Ich stand also mit dem Lindakapitän in der immer etwas längeren Schlange vor der schon erwähnten Kolbenpressmaschine wo es den guten Kaffee gab. Jude Law drängelte sich an der gesamten Schlange vorbei um nicht so lange anstehen zu müssen. Weder der Kapitän noch ich erkannte den Star, für uns war das ein ganz kleiner Komparse.
Es kam wie es kommen musste: Der immer noch auf 180 hochtourende Kapitän blaffte den Hollywoodschauspieler an, hier sei nicht das Komparsenzelt, er möge sich doch einfach verpissen, Jude Law schnappte auf englisch zurück, er sei hier immerhin der Hauptdarsteller.
Nun platzte dem Kapitän endgültig die Hutschnur (ohne Scheiss, er hat Hutgrösse 65, findet mal eine passende Mütze für den!, er kramte seine paar Worte englisch aus dem Funkerhandbuch zusammen und flippte aus:
Aufstand, riesengrosser Aufstand! Es fielen viele Worte mit FUCKING. Der Lindakapitän wollte eigentlich nur sagen, daß Jean-Jaques Annaud auch anstehe(was stimmte), und der sei ja schließlich der Regisseur, Jude Law solle sich daran ein Bespiel nehmen, er sei für ihn ein ganz kleines Nichts.
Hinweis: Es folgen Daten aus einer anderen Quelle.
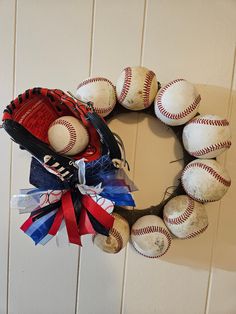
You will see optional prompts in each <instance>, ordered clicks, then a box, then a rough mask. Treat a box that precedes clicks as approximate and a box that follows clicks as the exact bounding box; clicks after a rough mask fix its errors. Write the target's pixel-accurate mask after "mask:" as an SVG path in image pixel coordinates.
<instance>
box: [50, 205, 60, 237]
mask: <svg viewBox="0 0 236 314" xmlns="http://www.w3.org/2000/svg"><path fill="white" fill-rule="evenodd" d="M62 220H63V212H62V208H61V207H60V208H59V209H58V211H57V213H56V216H55V219H54V221H53V224H52V226H51V228H50V229H49V231H48V234H50V235H52V236H54V235H56V234H57V232H58V230H59V228H60V225H61V223H62Z"/></svg>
Der Streit drohte zu entgleisen, auf der einen Seite versuchten Menschen in schwarzen Anzügen den Hollywoodstar vor der mordlustigen Meute abzuschirmen, auf der anderen forderten 15 aufgebrachte Schiffer gleiche Rechte für alle.
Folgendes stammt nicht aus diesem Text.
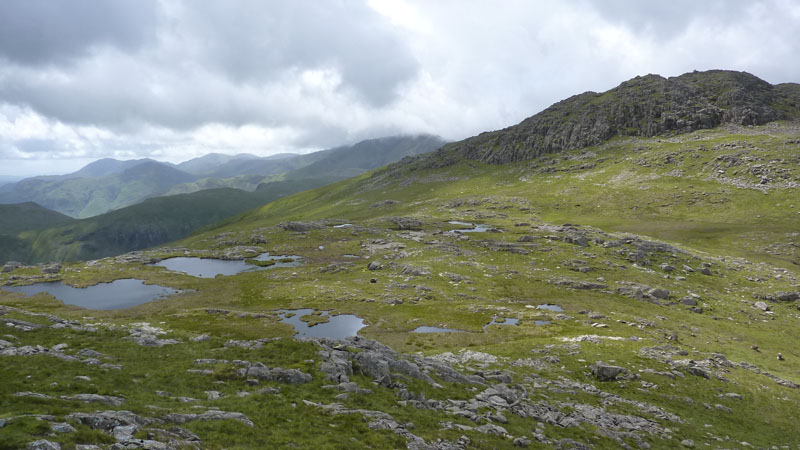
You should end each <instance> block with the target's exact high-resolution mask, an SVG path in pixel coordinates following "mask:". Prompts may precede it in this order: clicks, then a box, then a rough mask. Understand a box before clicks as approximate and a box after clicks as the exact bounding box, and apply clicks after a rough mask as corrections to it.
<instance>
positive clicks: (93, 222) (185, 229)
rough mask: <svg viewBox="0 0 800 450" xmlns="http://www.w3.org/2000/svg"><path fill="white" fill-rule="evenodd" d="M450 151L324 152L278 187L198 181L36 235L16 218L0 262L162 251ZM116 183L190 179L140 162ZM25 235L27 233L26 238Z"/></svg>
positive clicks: (6, 241)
Die Sache eskalierte, als Jude Law schrie, der Kapitän müsse vom Set fliegen bevor er weiterspiele, worauf der Kapitän zurück brüllte, dann könne ER ja versuchen seine 30 Tonnen schwere Linda mit Anhang durch die Wolga steuern, usw. und sofort, es war ein reeler Patt, ja es war herrlich bis Annaud selbst schlichtend eingriff, und diplomatisch erklärte, Jude Law habe sich beeilen müssen, denn er hätte noch eine Szene mit ihm zu besprechen wollen.
Seit diesem Ergeignis hatten wir Schiffer unseren Namen weg, wir waren die Boat-Gang, man ging uns respektvoll aus dem Weg, wir konnten sogar schon am nächsten Tag ohne Schwimmweste essen gehen.
(Beitrag wurde von honz am 24.09.2001 um 21:01 Uhr bearbeitet.)